The NHS nurse fiddled £16,764 in compensation claiming another driver ploughed into her car writing it off.
The chairman of the panel investigating the incident, Robert Barnwell, said that allowing her to continue to work as a nurse would “undermine public confidence in the profession”.
But a disciplinary hearing was told suspicious police had already began investigating the dodgy garage which wrote off her “damaged” vehicle in the insurance scam.
Easifix garage in Newport, Gwent, helped stage 28 fraudulent crashes to collect pay-outs totalling £750,000 between 2009 and 2011.
The garage criminals were caught out by their own CCTV cameras showing a LandRover being deliberately driven into a forklift truck.
Bartlett also treated her dad in hospital for injuries from another bogus crash and made medical notes.
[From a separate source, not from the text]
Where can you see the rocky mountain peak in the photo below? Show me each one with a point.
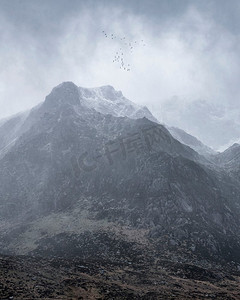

A fitness to practice hearing was told Bartlett was dismissed for gross misconduct from Aneurin Bevan Health Board in August 2016.
Now a Nursing and Midwifery Council panel has handed Bartlett a striking off order – stopping her from working as a nurse for life.
Panel Chair Mr Barnwell said: “Mrs Bartlett’s actions were significant departures from the standards expected of a registered nurse, and are fundamentally incompatible with Mrs Bartlett remaining on the register.
“The panel was of the view that the circumstances in this particular case demonstrate that Mrs Bartlett’s actions were serious and to allow her to continue practising would undermine public confidence in the profession and in the NMC as a regulatory body.”
Bartlett had been working at Ysbyty Ystrad Fawr in Hengoed, near Caerphilly, South Wales.
Bartlett, of Bargoed, near Caerphilly, was jailed for one year at Cardiff Crown Court in 2018.
She was one of more than 150 people in Britain’s biggest ever “crash for cash” insurance racket.
The family-run garage business netted £2 million by conspiring with a web of friends and relatives to swindle the insurance industry out of cash.
The family helped stage fake car crashes for themselves and for others so they could make money out of bogus compensation claims.